While in law school, Mr. Tartt worked as an intern for the Georgia Innocence Project in Atlanta, helping inmates seeking post-conviction DNA testing in Alabama. He also worked for the Federal Defenders for the Middle District of Alabama, where he did research and investigative work for federal criminal trials and capital habeas petitions for inmates sentenced to death row in Alabama. He was a Senior Editor of the Jones Law Review, competed on four regional and national Moot Court competitions, was a member of the Executive Council of the Board of Advocates and was a 3L Senator to the Student Bar Association.

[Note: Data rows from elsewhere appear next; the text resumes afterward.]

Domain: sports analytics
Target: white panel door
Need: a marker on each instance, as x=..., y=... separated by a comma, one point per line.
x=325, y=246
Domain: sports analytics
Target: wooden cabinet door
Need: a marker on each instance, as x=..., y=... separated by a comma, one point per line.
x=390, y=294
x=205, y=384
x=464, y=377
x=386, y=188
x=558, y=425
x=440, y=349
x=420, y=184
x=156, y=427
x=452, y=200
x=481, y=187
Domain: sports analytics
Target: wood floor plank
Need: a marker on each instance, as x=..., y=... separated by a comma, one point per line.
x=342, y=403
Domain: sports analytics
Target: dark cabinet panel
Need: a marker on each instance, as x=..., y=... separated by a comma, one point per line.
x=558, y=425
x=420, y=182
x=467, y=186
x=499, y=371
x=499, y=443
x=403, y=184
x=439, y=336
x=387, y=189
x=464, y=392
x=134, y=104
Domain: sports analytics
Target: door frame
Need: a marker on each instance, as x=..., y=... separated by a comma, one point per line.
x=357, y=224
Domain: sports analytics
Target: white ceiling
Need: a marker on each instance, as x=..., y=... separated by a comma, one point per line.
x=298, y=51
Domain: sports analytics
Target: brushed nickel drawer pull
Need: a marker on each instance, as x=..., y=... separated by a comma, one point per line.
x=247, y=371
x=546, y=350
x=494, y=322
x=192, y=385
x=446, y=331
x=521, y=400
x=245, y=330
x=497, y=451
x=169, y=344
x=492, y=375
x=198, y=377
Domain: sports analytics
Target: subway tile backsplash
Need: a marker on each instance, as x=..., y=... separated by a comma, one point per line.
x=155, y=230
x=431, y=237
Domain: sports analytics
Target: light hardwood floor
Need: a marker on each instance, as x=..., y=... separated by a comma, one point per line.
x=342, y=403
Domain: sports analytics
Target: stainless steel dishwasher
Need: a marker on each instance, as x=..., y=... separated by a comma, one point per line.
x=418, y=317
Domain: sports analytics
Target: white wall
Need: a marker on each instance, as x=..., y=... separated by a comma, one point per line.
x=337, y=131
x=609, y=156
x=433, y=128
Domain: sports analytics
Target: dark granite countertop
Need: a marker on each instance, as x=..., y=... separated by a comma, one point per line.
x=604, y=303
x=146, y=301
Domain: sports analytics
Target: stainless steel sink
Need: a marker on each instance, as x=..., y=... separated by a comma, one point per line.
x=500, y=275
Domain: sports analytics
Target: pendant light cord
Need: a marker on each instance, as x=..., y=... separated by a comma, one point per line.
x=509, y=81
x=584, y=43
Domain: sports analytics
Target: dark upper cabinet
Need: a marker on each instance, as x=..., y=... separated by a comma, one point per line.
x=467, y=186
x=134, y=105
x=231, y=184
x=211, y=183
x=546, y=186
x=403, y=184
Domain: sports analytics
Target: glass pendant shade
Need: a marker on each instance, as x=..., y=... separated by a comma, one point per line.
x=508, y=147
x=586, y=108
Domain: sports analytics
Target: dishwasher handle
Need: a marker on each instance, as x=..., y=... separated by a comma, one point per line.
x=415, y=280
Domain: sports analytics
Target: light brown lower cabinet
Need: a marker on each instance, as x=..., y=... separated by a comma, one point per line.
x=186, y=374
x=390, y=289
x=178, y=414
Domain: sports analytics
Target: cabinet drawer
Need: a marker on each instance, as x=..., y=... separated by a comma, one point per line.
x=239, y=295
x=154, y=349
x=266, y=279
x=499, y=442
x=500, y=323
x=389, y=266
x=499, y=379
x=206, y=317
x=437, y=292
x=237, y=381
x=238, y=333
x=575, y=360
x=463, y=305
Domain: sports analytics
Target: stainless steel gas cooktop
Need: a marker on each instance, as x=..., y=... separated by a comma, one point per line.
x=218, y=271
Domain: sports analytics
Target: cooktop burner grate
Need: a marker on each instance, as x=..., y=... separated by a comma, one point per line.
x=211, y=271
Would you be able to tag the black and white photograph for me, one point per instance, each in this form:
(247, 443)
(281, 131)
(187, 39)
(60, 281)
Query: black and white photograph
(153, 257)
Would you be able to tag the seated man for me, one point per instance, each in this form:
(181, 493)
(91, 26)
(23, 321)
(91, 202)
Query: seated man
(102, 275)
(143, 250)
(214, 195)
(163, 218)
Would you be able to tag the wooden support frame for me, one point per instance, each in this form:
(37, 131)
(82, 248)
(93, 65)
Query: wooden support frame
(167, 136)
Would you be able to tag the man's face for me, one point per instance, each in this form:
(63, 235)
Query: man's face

Mr. Tartt also established and was the President of the Jones Public Interest Legal Foundation which raised awareness and money for law students who volunteered their summers in the non-profit public interest sector.
After passing the bar, Mr. Tartt began work with Copeland, Franco, Screws, & Gill of Montgomery. The firm was part of Milton McGregor’s defense team in the high profile Alabama bingo corruption trial. Mr. Tartt was responsible for handling discovery, conducting general research, trial planning, and exhibit preparation. After nearly two years and two lengthy trials, the case resulted in the acquittal of his client.
Procedure Trumps Justice: Judicial Inactivism in Alabama and its Unjust Result, 13 JONES L. REV. 127 (Spring 2009).
Administration of Justice or the Preservation of Political Office: The Unconstitutionality of the Judicial Override in Alabama Death Penalty Cases, 1 Faulkner L. Rev. 151 (Fall 2010).
- University of West Alabama Emerging Leader Award 2011
- Alabama State Bar Pro Bono Award 2010
- Public Interest Fellow, Jones School of Law
- Best Advocate in Preliminary and Final Rounds, American College of Trial Lawyers National Moot Court Competition (hereinafter ACTL), Region Seven
- Best Brief, ACTL 2009, Region Seven
- Lewis F. Powell Jr. Award, Regional Champions; ACTL 2009
- Advocate Award, 8th Best Advocate, National Finals; ABA National Appellate Advocacy Competition 2009 (hereinafter NAAC)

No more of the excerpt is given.